Unsupervised
Learning
Agenda
● What is unsupervised Learning?
● Clustering Techniques
● Hierarchical Clustering
● K Means Clustering
Unsupervised Learning
● Unsupervised learning is a type of machine learning in which models are
trained using unlabeled dataset and are allowed to act on that data without
any supervision
● These algorithms discover hidden patterns or data groupings without the
need for human intervention
● Unsupervised learning models are utilized for three main tasks—clustering,
association, and dimensionality reduction
● Its ability to discover similarities and differences in information make it the
ideal solution for exploratory data analysis, cross-selling strategies, customer
segmentation, and image recognition
Clustering Technique
● Grouping unlabeled examples is called clustering
● Clustering is the task of dividing the population or data points into a number
of groups such that data points in the same groups are more similar to other
data points in the same group than those in other groups.
● Hard Clustering
○ Each data point either belongs to a cluster completely or not
● Soft Clustering
○ Instead of putting each data point into a separate cluster, a probability or likelihood
of that data point to be in those clusters is assigned
Hierarchical Clustering
● We develop the hierarchy of clusters in the form of a tree, and this tree-shaped structure is
known as the dendrogram
● The dendrogram is a tree-like structure that is mainly used to store each step as a memory
that the HC algorithm performs
● The hierarchical clustering technique has two approaches:
○ Agglomerative is a bottom-up approach, in which the algorithm starts with taking all data points as
single clusters and merging them until one cluster is left.

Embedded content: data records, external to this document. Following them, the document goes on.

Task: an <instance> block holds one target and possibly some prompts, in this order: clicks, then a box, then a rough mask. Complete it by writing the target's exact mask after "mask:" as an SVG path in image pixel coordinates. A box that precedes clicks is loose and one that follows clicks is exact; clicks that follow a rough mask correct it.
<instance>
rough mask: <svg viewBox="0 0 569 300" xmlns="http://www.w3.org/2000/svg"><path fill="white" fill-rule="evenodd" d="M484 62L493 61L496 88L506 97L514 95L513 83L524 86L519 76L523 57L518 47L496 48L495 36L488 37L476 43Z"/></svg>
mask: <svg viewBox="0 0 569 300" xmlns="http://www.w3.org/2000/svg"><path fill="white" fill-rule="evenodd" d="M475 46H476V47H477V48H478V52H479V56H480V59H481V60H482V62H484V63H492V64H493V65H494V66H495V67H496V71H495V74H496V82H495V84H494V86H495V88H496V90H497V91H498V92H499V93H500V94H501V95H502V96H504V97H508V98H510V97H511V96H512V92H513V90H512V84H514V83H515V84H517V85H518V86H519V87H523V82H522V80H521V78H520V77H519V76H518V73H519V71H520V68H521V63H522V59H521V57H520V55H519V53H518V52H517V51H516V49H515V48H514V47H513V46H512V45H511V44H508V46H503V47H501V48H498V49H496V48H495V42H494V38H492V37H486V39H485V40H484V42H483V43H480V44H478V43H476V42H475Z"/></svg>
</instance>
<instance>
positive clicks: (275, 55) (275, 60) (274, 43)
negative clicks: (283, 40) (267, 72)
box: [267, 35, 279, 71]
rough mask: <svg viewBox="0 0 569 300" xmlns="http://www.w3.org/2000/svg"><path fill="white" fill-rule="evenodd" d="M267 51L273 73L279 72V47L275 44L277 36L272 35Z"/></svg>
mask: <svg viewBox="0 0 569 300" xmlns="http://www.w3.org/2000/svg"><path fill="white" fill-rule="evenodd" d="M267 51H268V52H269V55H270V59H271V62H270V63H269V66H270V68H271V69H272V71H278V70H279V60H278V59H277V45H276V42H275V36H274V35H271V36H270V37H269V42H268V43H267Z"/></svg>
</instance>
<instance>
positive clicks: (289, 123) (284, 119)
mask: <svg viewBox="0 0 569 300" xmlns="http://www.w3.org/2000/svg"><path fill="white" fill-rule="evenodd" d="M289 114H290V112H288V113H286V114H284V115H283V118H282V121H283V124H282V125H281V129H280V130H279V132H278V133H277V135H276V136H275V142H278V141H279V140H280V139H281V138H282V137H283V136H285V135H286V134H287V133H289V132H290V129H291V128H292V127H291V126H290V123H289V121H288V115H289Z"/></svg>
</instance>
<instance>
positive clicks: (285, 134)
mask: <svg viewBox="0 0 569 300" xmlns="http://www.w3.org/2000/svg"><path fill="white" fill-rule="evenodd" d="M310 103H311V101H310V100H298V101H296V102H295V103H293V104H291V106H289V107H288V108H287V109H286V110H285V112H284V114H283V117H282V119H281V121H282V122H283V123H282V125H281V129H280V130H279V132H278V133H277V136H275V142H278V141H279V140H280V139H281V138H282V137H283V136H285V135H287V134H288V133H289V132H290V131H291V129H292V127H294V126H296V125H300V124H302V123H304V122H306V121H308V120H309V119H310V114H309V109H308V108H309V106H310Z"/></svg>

○ Divisive algorithm is the reverse of the agglomerative algorithm as it is a top-down approach
● Linkage Criteria:
○ Single Linkage: It is the Shortest Distance between the closest points of the clusters
○ Complete Linkage: It is the farthest distance between the two points of two different clusters. It is one
of the popular linkage methods as it forms tighter clusters than single-linkage
○ Average Linkage: It is the linkage method in which the distance between each pair of datasets is
added up and then divided by the total number of datasets to calculate the average distance between
two clusters.
○ Centroid Linkage: It is the linkage method in which the distance between the centroid of the clusters is
calculated
K Means Clustering
● It is an iterative algorithm that divides the unlabeled dataset into k different
clusters in such a way that each dataset belongs only one group that has
similar properties
● It is a centroid-based algorithm, where each cluster is associated with a
centroid. The main aim of this algorithm is to minimize the sum of distances
between the data point and their corresponding clusters
● Cluster centers are initialized randomly, so you might need to try repeatedly
to get best possible clusters
● How to get best / optimum numbers of clusters:
○ Plots a curve between calculated WCSS (Within Cluster Sum of Squares) values and
the number of clusters K
○ The sharp point of bend or a point of the plot looks like an arm, then that point is
considered as the best value of K